Research suggests she’s right.
“We estimate that coastal wetlands saved more than US $625 million in avoided flood damages from Hurricane Sandy across the northeastern USA,” wrote Siddharth Narayan and others in a 2016 report, “Coastal Wetlands and Damage Reduction.”
Lost coastal marshes means communities inland lose a natural barrier from clobbering storms and thumping waves.
“If you think of salt marshes as a buffer, the storm will hit the marsh instead of the house, which will help prevent an insurance crisis,” said Nuttall.
On top of that, Nuttall says marshes are responsible for absorbing and storing greenhouse gases.
Less marshland results in less protection, and storms hit local communities harder, causing millions more in damage.
Mass Extinction
We’re not just losing marshes though. According to scientists, fading coastal wetlands, and the extinction of the salt marsh sparrow are emblematic of a larger issue: climate change and the degradation of Earth’s ecosystems.
Elphick says the salt marsh sparrow is the proverbial “canary in the coal mine.”
“Humans are decimating wildlife habitats across the globe right now and whether people want to believe it or not, we’re going through the greatest mass extinction in human history,” said Huang of the Connecticut Department of Energy & Environmental Protection.
There have been a number of mass extinction events throughout geological time. Elphick says that since humans have been on the earth, we’re now facing the fastest rate of extinction across species since the death of the dinosaurs.
“The current number of species that have been lost is nothing like as severe as those previous mass extinctions, but the rate at which species are starting to go extinct, or predicted to go extinct in the next century or so is equivalent to during those mass extinction events,” said Elphick.
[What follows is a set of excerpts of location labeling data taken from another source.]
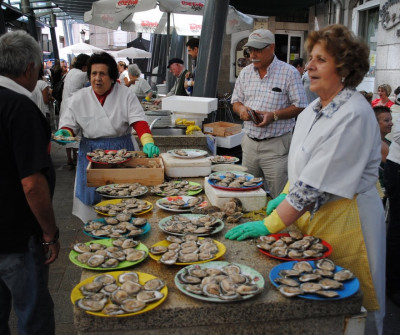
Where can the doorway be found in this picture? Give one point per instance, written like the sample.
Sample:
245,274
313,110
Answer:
288,45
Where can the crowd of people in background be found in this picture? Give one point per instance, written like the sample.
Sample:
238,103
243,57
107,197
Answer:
313,101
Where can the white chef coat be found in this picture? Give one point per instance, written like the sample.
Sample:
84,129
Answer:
341,155
37,96
394,149
84,111
124,74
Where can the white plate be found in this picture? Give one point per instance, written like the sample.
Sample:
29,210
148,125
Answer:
183,197
191,153
162,224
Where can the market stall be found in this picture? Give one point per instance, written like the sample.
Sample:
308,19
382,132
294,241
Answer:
263,311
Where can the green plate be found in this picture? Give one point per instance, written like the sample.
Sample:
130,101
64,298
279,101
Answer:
108,242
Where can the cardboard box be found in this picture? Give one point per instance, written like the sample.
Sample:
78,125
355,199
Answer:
99,175
252,200
230,141
196,105
222,128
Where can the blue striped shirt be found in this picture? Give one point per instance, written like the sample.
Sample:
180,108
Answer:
261,95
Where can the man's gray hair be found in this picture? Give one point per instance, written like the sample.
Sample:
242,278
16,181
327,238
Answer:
134,70
18,49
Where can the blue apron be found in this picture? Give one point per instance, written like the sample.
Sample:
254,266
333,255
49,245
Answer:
84,193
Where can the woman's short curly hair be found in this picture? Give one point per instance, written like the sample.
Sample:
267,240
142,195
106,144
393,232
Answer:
386,87
107,59
350,53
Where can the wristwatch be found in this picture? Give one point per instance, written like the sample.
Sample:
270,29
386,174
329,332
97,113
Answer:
55,239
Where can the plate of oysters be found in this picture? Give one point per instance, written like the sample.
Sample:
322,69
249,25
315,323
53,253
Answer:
122,190
109,157
187,153
177,187
219,281
315,280
108,254
128,206
179,203
185,250
119,294
234,181
196,224
64,139
293,246
116,226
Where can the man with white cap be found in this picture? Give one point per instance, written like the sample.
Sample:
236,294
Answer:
268,95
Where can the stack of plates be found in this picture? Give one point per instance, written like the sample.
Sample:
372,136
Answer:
163,116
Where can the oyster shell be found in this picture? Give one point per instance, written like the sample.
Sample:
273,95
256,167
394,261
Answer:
155,284
149,296
330,284
132,276
325,264
289,291
132,305
343,275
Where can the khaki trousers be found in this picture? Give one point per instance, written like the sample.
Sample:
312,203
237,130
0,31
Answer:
268,159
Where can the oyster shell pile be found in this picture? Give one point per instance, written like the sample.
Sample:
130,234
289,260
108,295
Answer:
174,188
109,157
227,283
295,246
64,138
123,190
222,159
231,211
187,249
182,224
99,255
109,296
304,279
179,203
230,179
127,206
119,226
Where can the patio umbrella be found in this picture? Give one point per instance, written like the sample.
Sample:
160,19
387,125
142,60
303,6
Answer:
80,48
131,53
111,13
145,16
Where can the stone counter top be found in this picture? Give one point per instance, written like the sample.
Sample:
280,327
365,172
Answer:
267,313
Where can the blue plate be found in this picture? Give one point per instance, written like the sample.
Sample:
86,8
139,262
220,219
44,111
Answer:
350,287
146,228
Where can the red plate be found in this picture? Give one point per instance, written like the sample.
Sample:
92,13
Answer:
104,163
277,236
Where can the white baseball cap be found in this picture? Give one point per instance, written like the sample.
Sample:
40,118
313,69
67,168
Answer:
260,38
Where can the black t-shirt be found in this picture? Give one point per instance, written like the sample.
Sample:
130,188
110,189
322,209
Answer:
25,150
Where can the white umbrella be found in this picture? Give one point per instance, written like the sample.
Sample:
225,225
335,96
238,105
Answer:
144,16
80,48
110,13
154,21
131,53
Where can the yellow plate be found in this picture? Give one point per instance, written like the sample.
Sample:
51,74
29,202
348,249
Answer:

This has big implications for humans.
Current climate change and extinction trends boil down to toxic human activities.
“The fundamental problem is that we’re very massively changing the climate on the planet, and if we don’t get serious about doing something, then it will not just affect the sparrow, it’s going to affect hundreds of different species of birds and other things, as well as having very serious repercussions for people,” said Elphick.
Where Humans Fit In
Scientists agree, humans are destroying the environment. The things is that humans have the ability to change this. Elphick says the the planet hasn’t reached the point of no return yet, but it will if people don’t take action.
Scientists say if you want to help, reduce your individual carbon footprint, get involved in your community, and vote for politicians that prioritize the environment. To preserve marsh life, a video by Coastal Resilience says to ask your congress members to support natural and coastal infrastructure projects, and to support the expansion of the Coastal Barrier Resources Act.
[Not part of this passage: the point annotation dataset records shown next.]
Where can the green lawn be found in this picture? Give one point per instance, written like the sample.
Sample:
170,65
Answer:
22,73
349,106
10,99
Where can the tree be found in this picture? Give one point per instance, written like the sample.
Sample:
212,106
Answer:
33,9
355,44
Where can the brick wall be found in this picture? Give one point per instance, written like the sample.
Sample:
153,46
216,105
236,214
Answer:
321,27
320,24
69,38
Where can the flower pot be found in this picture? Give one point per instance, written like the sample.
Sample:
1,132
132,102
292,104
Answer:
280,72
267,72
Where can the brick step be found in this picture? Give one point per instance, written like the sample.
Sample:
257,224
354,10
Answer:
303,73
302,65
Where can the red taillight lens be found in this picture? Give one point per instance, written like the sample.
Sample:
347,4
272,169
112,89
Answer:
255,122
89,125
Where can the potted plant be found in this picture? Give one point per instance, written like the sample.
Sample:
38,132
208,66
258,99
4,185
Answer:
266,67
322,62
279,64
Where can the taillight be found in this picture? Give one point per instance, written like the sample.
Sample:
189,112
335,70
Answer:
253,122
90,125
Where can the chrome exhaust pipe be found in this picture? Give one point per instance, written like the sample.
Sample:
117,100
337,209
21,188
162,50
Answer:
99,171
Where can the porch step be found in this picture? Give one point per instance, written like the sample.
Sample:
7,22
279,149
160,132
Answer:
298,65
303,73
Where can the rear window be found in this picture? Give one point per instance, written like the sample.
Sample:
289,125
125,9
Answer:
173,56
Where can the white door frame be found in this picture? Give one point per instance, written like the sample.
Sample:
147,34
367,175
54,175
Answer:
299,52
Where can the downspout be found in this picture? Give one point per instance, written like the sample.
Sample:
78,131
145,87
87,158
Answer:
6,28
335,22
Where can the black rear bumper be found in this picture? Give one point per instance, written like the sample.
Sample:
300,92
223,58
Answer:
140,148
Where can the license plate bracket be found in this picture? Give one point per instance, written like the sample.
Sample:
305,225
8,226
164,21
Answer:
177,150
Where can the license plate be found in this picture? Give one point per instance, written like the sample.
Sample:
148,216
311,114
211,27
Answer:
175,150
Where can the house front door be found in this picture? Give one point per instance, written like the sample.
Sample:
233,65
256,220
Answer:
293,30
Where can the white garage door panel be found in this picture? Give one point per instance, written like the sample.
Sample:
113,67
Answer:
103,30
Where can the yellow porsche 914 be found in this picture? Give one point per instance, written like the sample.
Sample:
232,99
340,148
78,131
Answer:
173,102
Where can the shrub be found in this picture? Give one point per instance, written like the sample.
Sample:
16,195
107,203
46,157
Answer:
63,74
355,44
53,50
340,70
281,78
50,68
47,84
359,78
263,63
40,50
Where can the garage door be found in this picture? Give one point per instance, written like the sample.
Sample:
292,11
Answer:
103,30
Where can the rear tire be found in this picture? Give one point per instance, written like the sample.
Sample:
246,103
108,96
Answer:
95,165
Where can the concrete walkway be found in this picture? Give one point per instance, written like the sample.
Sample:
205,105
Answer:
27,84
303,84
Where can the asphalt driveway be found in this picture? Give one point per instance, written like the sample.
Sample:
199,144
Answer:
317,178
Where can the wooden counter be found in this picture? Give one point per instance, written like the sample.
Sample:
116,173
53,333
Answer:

Researchers say the sparrow likely can’t be saved.
“A single species like a sparrow is not terribly important,” said Elphick, “The trouble is we’re taking this attitude with hundreds of species, if not millions of species. That continuous erosion of biodiversity does have repercussions on how the ecosystem works, and it impoverishes the variety of life on the planet, and has aesthetic, ethical, as well as economic consequences for us.”
Humans are degrading the environment, and wiping species off the face of the earth. People alive and soon to be alive will no longer be able to see some of the precious wildlife that exists now.